I do feel that perhaps it is worth trying for the patient who is stuck in the teens and who tolerates it well, but once you are below 10mg its potential value reduces and that also applies if you are losing a day or more a week with "mtx flu". It is a different matter in RA - there it prevents the deterioration of the joints because it is a DMARD, a disease-modifying anti-rheumatic drug. There is no comparable joint damage in PMR.
Confused again now lol..so I'm best not taking It?
I am alarmed and appalled at his remark! How cruel and insensitive! I would find a new doctor... Do what your heart, head and experience tell you is right for you! ❤️
What an awful thing to say to you- if he wants you to make an informed decision then that certainly wasn't the way to achieve it. Sounds like he was having an off day and took it out on you- something you can do without and I think I would be thinking of another Rheumy. You will have been for your consultation now but I would just say that I developed GCA after having PMR For one year. For a year I was unable to get below 19/20 mg. At this point my Consultant suggested taking Leflounomide. Like you I was very concerned about taking another drug. I would just say that I have been on Leflounomide for about 9 months I think. I have not had any side effects and am slowly reducing 1 mg per month as per Consultant's instructions. I had to take Leflounomide for 3 months with steroids with no reductions to allow the Leflounomide to settle in. I am now on mostly 16 mg at the present time. I know it does look scary when you read about these two steroid sparers but you can stop them at any time. Let us know how you get on.

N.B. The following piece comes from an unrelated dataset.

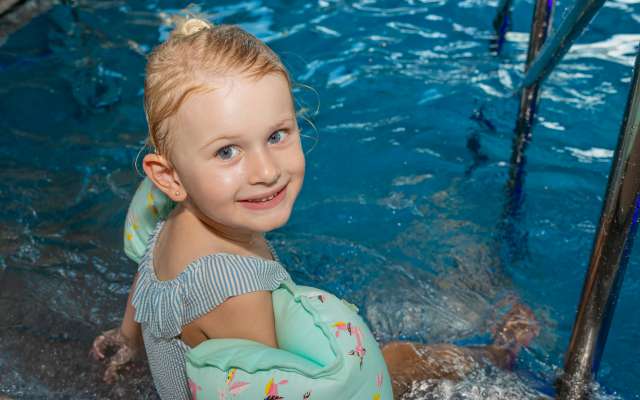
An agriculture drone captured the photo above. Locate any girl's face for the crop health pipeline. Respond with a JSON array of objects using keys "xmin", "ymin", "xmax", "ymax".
[{"xmin": 169, "ymin": 72, "xmax": 305, "ymax": 235}]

Well that appointment didn't go too well, a very terse nurse answered a few of my questions but did state it was only a 10 minute appointment, she did say they have a lot if patients on both drugs with no problem, I did mention the remark from the Consultant, she just looked but said nothing... as I wasn't going to commit until I know more she is making an appointment for 3 weeks time, my ESR was 34, CRP 3 plus I have the rheumatoid factor raised I did ask her what that meant but she wasn't very helpful so just as confused as before can't remember if starting dose was 10mg or 15mg but it would be 6 tablets once a week then 2 weeks later another 2 tablets and I think that was It, I was overwhelmed and just couldn't remember by the time I got out .... she just said to read the leaflets and decide by next appointment, she just made me feel I was wasting her time
A raised Rheumatoid factor may fit in with the swelling in your hands which can be a feature of Rheumatoid Arthritis.
Do you have a good GP that you can talk things over with? If you do have RA as well then that changes the treatment somewhat. Your Rheumy team sounds awful!
Yes not impressed with their attitudes but have no choice... the Consultant and Nurse have seen my blood results from last week, they havn' t asked for me to repeat them for next appointment, I don't see consultant for 3 months.. Will try and get GP appointment that should be fun lol
I am appalled - I know the NHS is in trouble but there is no cause for them to dismiss a patient's understandable fears of something they know little about in such an offhand manner. And you would think they would offer a double appointment for the first attendance because there are bound to be questions.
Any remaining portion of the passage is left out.